Lo que prometía ser un alivio de 2 mil pesos para madres terminó siendo un plantón con papelería en mano, este lunes, decenas de mujeres llegaron al Pabellón Ciudadano convencidas de que se llevarían la “tarjeta naranja” que Samuel García presumió el sábado en el festejo del Día de las Madres, pero realidad fue otra: ventanilla vacía y la frase repetida de “aún no hay tarjetas”.
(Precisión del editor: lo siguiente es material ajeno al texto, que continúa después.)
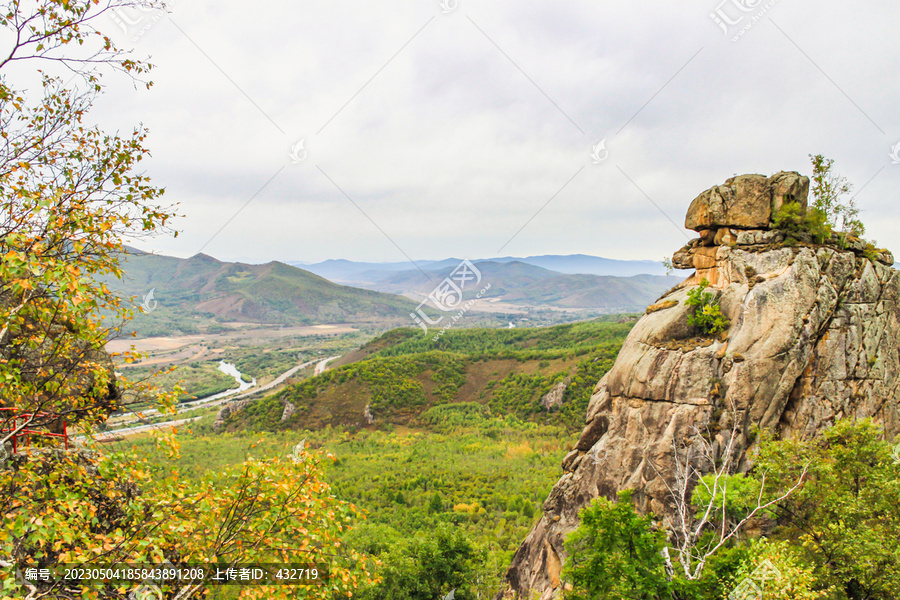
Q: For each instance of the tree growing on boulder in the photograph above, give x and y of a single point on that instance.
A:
(829, 190)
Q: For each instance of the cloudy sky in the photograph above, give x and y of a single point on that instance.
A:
(466, 129)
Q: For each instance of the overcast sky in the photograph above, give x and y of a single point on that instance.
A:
(466, 129)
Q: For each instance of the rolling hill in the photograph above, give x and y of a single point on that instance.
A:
(403, 378)
(358, 273)
(197, 291)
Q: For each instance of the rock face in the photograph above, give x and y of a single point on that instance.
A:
(814, 337)
(553, 399)
(746, 201)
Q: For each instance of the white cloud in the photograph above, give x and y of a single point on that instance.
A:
(450, 148)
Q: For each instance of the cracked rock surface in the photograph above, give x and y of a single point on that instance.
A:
(814, 337)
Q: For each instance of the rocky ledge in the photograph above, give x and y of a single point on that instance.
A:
(814, 336)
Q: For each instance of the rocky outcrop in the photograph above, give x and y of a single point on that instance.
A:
(553, 399)
(814, 336)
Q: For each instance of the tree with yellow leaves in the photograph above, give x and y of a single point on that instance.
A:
(71, 196)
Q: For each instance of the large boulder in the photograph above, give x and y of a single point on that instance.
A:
(814, 337)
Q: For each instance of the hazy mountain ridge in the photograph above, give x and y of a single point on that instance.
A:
(202, 287)
(528, 285)
(347, 271)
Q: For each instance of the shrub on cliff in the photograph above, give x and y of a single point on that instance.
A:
(706, 316)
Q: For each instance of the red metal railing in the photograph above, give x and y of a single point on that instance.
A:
(10, 424)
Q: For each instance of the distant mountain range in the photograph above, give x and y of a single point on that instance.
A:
(528, 285)
(199, 294)
(357, 273)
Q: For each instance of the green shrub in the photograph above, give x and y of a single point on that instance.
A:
(706, 316)
(614, 554)
(795, 220)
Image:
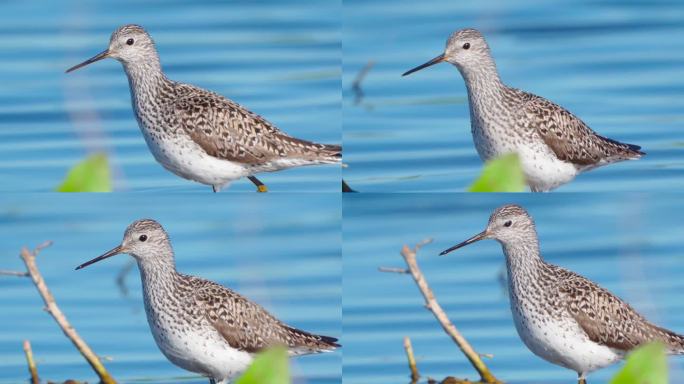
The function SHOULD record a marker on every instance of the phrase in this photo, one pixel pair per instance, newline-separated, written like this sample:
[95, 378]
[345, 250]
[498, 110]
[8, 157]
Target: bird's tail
[624, 151]
[303, 342]
[674, 342]
[331, 153]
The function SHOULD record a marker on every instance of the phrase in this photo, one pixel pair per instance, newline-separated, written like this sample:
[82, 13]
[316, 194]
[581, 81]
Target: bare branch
[6, 272]
[415, 376]
[31, 363]
[41, 246]
[52, 308]
[356, 85]
[431, 304]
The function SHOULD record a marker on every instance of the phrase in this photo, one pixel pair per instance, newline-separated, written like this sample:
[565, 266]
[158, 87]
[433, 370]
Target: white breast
[543, 170]
[560, 342]
[197, 349]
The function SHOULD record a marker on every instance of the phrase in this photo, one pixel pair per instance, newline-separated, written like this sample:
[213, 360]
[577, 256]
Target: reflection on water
[630, 244]
[616, 65]
[282, 252]
[281, 60]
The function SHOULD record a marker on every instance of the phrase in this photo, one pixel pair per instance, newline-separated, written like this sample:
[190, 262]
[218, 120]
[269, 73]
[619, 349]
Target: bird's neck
[147, 81]
[483, 84]
[524, 266]
[158, 278]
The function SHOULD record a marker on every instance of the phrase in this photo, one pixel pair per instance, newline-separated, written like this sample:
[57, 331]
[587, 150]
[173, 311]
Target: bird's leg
[261, 187]
[581, 379]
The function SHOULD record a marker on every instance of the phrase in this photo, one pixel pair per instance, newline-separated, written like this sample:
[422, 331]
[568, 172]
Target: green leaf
[645, 365]
[90, 175]
[503, 174]
[269, 367]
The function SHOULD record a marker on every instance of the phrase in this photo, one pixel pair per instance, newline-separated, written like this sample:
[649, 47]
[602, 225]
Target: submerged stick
[415, 376]
[31, 363]
[433, 306]
[51, 307]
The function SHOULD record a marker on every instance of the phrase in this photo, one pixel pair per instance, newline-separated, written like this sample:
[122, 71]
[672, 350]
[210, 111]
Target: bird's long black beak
[432, 62]
[102, 55]
[480, 236]
[109, 253]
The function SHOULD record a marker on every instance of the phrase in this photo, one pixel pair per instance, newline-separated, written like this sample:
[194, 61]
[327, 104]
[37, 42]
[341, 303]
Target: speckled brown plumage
[553, 145]
[199, 325]
[561, 316]
[200, 135]
[226, 130]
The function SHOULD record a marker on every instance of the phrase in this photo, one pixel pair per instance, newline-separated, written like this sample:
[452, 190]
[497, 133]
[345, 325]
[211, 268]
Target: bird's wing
[604, 317]
[248, 326]
[570, 138]
[228, 131]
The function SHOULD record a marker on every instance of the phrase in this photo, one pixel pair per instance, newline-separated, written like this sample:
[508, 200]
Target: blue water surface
[630, 244]
[278, 59]
[618, 65]
[282, 251]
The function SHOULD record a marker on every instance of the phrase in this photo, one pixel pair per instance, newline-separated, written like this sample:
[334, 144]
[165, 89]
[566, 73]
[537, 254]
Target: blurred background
[616, 64]
[630, 244]
[282, 252]
[278, 59]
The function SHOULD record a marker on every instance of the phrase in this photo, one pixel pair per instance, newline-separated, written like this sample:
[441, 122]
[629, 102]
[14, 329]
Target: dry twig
[31, 363]
[415, 376]
[51, 307]
[6, 272]
[433, 306]
[356, 85]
El enojo no tardó en explotar y el nombre que más se escuchó fue el de Félix Arratia, el titular de Igualdad e Inclusión brilló por su ausencia justo cuando las manifestantes pedían a gritos un funcionario que diera explicaciones, para las presentes, su desaparición solo confirma lo que ya se dice bajo la mesa: es el funcionario comodín del gabinete, el que aparece para la selfie pero desaparece cuando hay que resolver.
Mientras la fila crecía y los ánimos se calentaban, el gobierno aplicó la táctica de siempre: mandar a cinco mujeres a una mesa de diálogo para apagar el incendio, una maniobra que en lugar de calmar, dejó más evidente la improvisación de un programa que se anunció con video y aplausos, pero sin logística ni tarjetas listas.
Así, la “tarjeta naranja” pasa de ser el apoyo estrella del fin de semana a convertirse en el símbolo del estilo de gobierno: mucho discurso, poca planeación y cero respuestas cuando la gente llega a cobrar lo prometido, lo que llama más la atención es que de un evento que se supone se congratula a las madres de familia por su devoción a la maternidad, se convirtió, primero, en una avalancha de desamparo el día sábado que fue una desorganización para entrar al evento, y segundo, tras el caos, se les prometió una tarjeta de apoyo para ellas… lo cual, al parecer, también quedó en promesas al aire, todo mal.